Clare is the author of A Greater World, set in Australia in 1920 and Kurinji Flowers, set in India in the 1930s and 40s. She is a graduate of Manchester University where she read English Language and Literature. After a career in international marketing, working on brands from nappies to tinned tuna and living in Paris, Milan, Brussels and Sydney, she ran her own consulting business for 15 years and now lives in West London.
Helen Hollick lives on a thirteen-acre farm in Devon, England. Born in London, Helen wrote pony stories as a teenager, moved to science-fiction and fantasy, and then discovered historical fiction. Published for over twenty years with her Arthurian Trilogy, and the 1066 era, she became a ‘USA Today’ bestseller with Forever Queen. She also writes the Sea Witch Voyages, pirate-based fantasy adventures. As a supporter of Indie Authors she is Managing Editor for the Historical Novel Society Indie Reviews, and inaugurated the HNS Indie Award.

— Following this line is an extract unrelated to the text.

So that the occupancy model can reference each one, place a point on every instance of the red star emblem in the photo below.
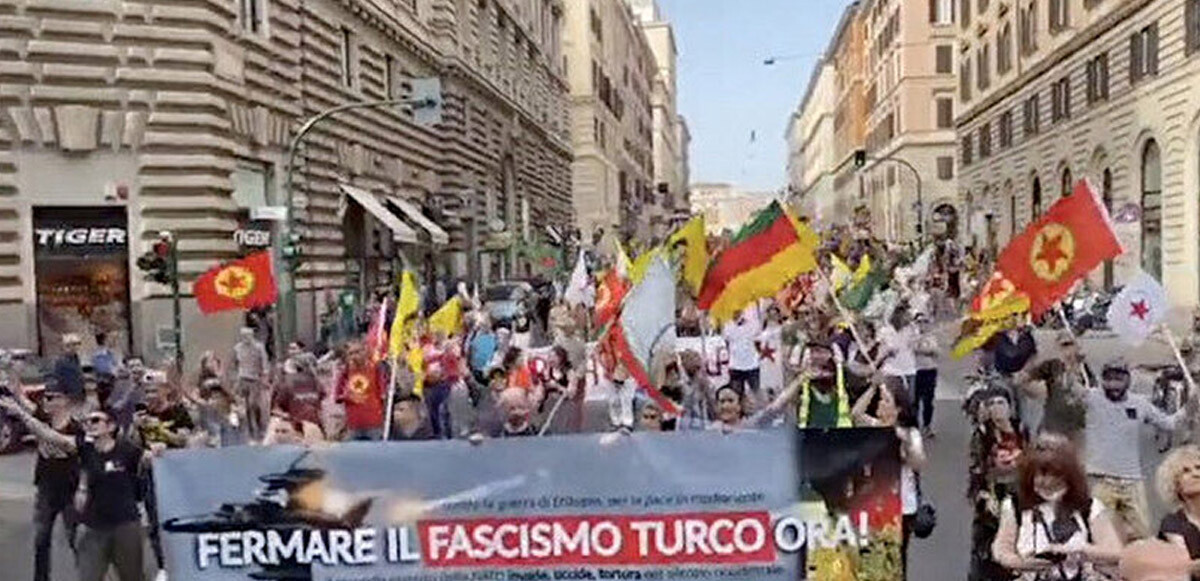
(233, 282)
(1051, 252)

- Role: Short Story Co-Ordinator
Deborah Swift used to work in television and is the author of seven historical novels, including two for young adults. She has an MA in Creative Writing and runs classes and courses in writing from her home near the beautiful Lake District. Deborah has eclectic reading tastes and reads everything from the cereal packets on the breakfast table to Booker Prize winners. She is very much looking forward to reading the entries for the HNS Short Story Competition.